In America, Soviet Union becomes YOU! You fucked up, America. And now you no longer exist in any meaningful context. The only single thing that defines you as a coherent entity within your borders is the way in which you are taxed - without representation.
I don't know if I am angry or sad. But it is sad.
"Flyin' in just a sweet place,
Never been known to fail..."
This past year we took a laptop with us to Vietnam to pick up our daughter. (We blogged from our hotel a lot. We were awake most of the time anyway.)
Our jet-lagged child's first hour in the USA was interesting. Nothing cuts through the red tape and lines more effectively than a cranky baby screaming at 160 dB.
--- The American Way of Life is not a birthright. Hell, it's not even sustainable.
Border agent: What is your reason for traveling today. ...
Geek: I'm talking to a company about fault-tolerant servers
...
and in this Powerpoint you'll notice that the two processors are running in
lock-step. Whereas, this comparator here looks at these two pairs of CPU's
....
Border agent: You may go.
Geek: Wait! This is the interesting part
Border agent: For the love of God, please go!
[Insert pithy quote here]
The way your dad looked at it, this Secure Digital Card was your birthright. He'd be damned if any slopes gonna put their greasy yellow hands on his boy's birthright, so he hid it, in the one place he knew he could hide something: his ass. Five long years, he wore this solid state media device up his ass. Then when he died of dysentery, he gave me the memory card. I hid this uncomfortable piece of plastic up my ass for two years. Then, after seven years, I was sent home to my family. And now, little man, I give this Sandisk Extreme 8GB SDHC card to you.

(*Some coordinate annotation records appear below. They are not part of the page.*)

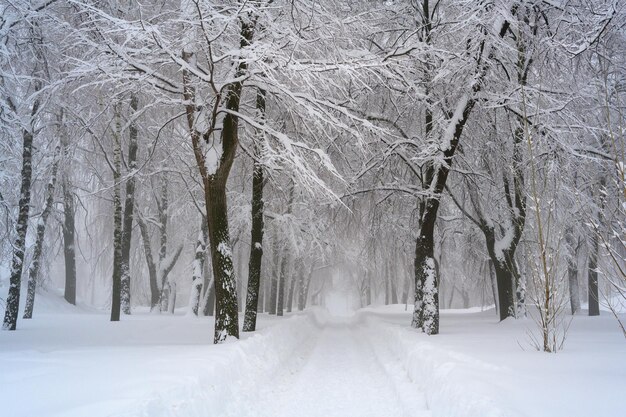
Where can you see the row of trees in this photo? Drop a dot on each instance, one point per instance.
(392, 136)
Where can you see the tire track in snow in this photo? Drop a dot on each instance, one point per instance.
(338, 373)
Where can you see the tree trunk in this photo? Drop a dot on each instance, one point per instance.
(197, 280)
(426, 309)
(281, 284)
(226, 319)
(163, 207)
(572, 270)
(33, 274)
(152, 272)
(494, 287)
(69, 249)
(129, 204)
(295, 278)
(171, 301)
(117, 219)
(393, 283)
(19, 247)
(256, 238)
(275, 275)
(592, 277)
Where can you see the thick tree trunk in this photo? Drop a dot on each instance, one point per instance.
(69, 248)
(572, 270)
(129, 204)
(19, 246)
(393, 282)
(502, 264)
(275, 275)
(256, 239)
(280, 305)
(304, 290)
(209, 305)
(226, 319)
(368, 288)
(197, 280)
(33, 273)
(426, 309)
(117, 220)
(592, 277)
(152, 272)
(293, 281)
(163, 207)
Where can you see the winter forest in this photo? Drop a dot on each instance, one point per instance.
(313, 207)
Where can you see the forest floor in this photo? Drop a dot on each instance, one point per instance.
(72, 362)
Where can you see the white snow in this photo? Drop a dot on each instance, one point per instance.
(70, 361)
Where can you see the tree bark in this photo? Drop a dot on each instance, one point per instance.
(280, 307)
(214, 181)
(572, 270)
(129, 204)
(197, 280)
(226, 318)
(274, 280)
(256, 238)
(33, 274)
(19, 246)
(117, 219)
(592, 277)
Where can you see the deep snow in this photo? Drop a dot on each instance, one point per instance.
(70, 361)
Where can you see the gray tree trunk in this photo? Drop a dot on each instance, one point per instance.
(33, 274)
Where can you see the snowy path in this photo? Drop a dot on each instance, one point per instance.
(340, 372)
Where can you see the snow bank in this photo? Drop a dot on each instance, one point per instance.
(231, 371)
(455, 385)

One lesson from an incredibly expensive joke of a "terrorist" case in Australia is that a photograph of a landmark is proof you are going to blow it up. Be careful with those holiday snapshots!
I don't know if there's anything like it in Australia but in the US we have this handbook, "The Photographer's Right", photographers started to carry. In a photography class in college I was taking when 911 happened, we heard about how photographers started to go through questioning when they were taking photos. One student there was working on a class assignment when police or private security personnel tried to confiscate his camera. It was a bizarre tyme for photographers then.
Falcon
Should there be a Law?
There is a bill being debated in the US Congress right now to limit impoundment of laptops to 24 hours.
And I'm sure that in order to back that up, they'll take a forwarding address from you and FedEx you the laptop immediately those 24 hours are up, lovingly packaged and at no further cost to the passenger, regardless of where you are in the world. And when FedEx loses a package (because no courier company in the whole of history has ever achieved a 0% loss rate), they'll chase FedEx up on your behalf, replacing the laptop for you if FedEx can't find it in a reasonable timespan.
Regarding the data on the lost laptop, they'll almost certainly image it before they let it go anyway, so I'm sure they'll be only too happy to copy the image to another disk and ship that to you.
And all of this will be done so quickly and efficiently you won't even miss it.